Friday, August 13, 2010

The Dog Days of Summer

My friend Geeta told me her dog has had knee problems and had both of her ACLs repaired. Her dog! Did you even know dogs had knees? It makes me think of that Seinfeld episode when Kramer stopped trusting doctors and got dog medicine instead...

So I decided to do a little research into this for myself. I know I’ll be waiting at least 4 more months for human knee surgery, and really, shouldn’t I explore all my options? Do dogs have to wait for surgery like we do? Since they often don’t have health insurance, how much does it cost? And most importantly, would I have to have my butt shaved, like Geeta’s dog did, if I had the vet do the surgery?
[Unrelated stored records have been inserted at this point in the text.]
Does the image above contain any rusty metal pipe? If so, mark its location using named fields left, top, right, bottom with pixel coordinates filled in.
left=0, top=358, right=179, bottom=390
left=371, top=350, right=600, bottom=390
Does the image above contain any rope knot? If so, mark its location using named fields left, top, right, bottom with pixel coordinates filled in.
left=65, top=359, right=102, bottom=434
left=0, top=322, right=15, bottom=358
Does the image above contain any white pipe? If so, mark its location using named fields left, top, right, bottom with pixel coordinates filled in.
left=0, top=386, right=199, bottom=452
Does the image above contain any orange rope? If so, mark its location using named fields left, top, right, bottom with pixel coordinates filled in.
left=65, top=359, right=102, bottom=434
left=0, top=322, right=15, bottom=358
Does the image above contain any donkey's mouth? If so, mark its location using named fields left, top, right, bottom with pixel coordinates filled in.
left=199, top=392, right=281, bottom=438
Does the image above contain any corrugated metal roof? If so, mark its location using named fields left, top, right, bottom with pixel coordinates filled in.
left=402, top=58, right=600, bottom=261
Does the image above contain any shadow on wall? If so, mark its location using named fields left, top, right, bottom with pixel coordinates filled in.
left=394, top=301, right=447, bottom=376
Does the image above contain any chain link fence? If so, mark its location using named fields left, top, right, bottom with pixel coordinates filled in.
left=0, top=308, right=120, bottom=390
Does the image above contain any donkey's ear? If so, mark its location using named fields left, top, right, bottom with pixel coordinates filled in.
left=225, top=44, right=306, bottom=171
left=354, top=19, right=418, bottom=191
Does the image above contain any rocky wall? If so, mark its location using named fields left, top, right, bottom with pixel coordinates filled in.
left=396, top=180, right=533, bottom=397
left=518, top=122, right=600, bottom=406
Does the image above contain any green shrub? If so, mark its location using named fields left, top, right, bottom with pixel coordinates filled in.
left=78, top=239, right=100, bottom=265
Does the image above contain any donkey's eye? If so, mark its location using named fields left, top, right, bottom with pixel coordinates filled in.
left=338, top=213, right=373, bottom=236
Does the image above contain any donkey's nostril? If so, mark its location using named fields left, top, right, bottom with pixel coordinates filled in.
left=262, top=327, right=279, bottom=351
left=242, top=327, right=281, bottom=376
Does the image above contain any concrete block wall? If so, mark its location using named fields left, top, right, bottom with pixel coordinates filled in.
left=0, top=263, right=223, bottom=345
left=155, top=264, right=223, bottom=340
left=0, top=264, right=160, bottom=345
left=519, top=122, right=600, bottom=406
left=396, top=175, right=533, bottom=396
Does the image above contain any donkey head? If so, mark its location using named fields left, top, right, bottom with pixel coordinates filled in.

What I discovered is that there are two different dog ACL surgeries….one is called TPLO and it is a lot like the human version in some ways in that it involves using screws and drilling into the bone. The cost: only $2600. The other one replaces the torn ligament with fishing wire, and it is considered less invasive. One vet interviewed says he has been doing 3 or 4 of these surgeries a week for decades. The cost of this one: $500! There does not appear to be any significant wait time for either surgery. Dang! Dogs have it good.
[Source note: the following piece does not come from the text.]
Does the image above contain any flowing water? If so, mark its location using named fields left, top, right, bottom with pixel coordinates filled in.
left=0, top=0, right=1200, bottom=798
There appear to be some compromises one must make in choosing the veterinary option, however. One’s butt, indeed, must be shaved for the surgery to take place. It appears to be quite embarrassing for the dog in the photos I’ve seen, but then again, my butt isn’t quite as hairy, or openly on display as a dogs’ is, and could probably be covered up by clothing. I might have to also endure a neck cone, although perhaps this would be negotiable as I can be fairly certain I wouldn’t be tempted to bite my stitches. Another letdown: my walking would be restricted to leash walking only for 4 – 6 weeks. Although dog collars and leashes on people aren’t really my thing, if it meant getting back to playing soccer sooner, I might be able to endure it. Stairs are usually a problem for dogs as well, during their recovery period. Vets recommend that you roll up a towel into a long rope, loop it around the dog’s stomach, and then lift their butt in the air while they use their ‘hands’ to go up stairs. This one might be the trickiest of all, especially when I’m at the Skytrain station on my way to work downtown. I’m not sure I could find anyone to help me, but then again, I haven’t checked Craigslist.

Of course, some naturopathic vets suggest surgery could be avoided by changing your diet and using more natural therapies to assist with repair and blood flow to the injured knee. Licorice, rhubarb, and pineapple are said to be helpful. I think they were talking about the herbal version of licorice, but I doubt I’d like that so I’m thinking of riding my bike down to 7-11 to get some twizzlers as soon as I finish writing this. I could whip them into a smoothie with the other stuff, throw in some doggie kibble, and maybe avoid the whole thing altogether. What do you think?